Siddle had grafted his way to a career-best score of 40 but there would be no maiden half-century after he lofted Swann to Kevin Pietersen running round from long-on.
With just one wicket needed, it arrived in the very next over, Ben Hilfenhaus caught behind off Bresnan to spark scenes of jubilation among the England players and fans alike.
Mike Gatting, the last England captain to win the Ashes down under, said success was down to the fact that the tourists have been "very well led, very well coached, very well prepared".
He added: "The great thing about winning in Australia, you have to play as a team.
The really important thing we need to do is pay credit to England and the way they played for the whole tour
Australia captain Ricky Ponting
"It's not just any one person who is going to win you the Ashes and make a huge difference. Everyone has to compete out there because you are battling against a team that is used to winning in its own back yard."

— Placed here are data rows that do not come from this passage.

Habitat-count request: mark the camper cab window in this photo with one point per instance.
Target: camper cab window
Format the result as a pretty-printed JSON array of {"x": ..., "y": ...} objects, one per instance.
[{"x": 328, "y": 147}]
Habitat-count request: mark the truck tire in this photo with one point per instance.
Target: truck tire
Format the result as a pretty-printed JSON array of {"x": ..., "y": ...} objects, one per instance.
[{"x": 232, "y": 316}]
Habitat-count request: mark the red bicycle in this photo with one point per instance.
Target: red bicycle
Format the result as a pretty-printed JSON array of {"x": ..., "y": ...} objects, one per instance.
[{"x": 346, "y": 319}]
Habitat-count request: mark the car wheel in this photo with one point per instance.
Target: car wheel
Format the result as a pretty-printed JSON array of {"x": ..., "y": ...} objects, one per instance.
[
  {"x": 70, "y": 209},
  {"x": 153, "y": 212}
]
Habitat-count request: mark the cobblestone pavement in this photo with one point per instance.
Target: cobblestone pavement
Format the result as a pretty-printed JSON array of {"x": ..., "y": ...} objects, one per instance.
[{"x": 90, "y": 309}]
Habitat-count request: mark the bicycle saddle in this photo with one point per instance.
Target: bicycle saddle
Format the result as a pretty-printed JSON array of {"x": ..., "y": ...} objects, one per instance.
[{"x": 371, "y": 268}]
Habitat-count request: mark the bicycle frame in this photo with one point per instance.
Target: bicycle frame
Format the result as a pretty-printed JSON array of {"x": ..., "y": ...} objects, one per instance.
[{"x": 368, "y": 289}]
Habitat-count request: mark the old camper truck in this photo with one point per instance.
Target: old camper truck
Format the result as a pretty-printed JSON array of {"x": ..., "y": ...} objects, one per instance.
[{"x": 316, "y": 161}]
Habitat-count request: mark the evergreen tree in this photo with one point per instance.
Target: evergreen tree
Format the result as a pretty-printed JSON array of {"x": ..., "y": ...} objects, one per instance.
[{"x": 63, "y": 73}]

England batting coach and former captain Graham Gooch told BBC Radio 5 live: "Everyone there can be proud of their performance.
"But they won't be thinking that this is over yet. They will want to go to Sydney and finish Australia off and win the series. That was the aim at the beginning of the tour."
Defeat in Melbourne means Ponting, 36, is the first Australian skipper in 120 years to fail three times in the Ashes.
"We've learnt a lot about how to play very good Test cricket from some of the cricket that the English team have played over the last few weeks," he said.
"I'm disappointed with the way this series has gone for us so far, really disappointed at the way this week has turned out for us after having such a good week last week.
"But I think the really important thing we need to do is pay credit to England and the way they played for the whole tour."
England and Australia began the series by drawing the Brisbane Test.
England then went 1-0 up crushing the hosts by an innings and 71 runs in Adelaide, only for Australia to hit back instantly in Perth, recording a surprise 267-run victory.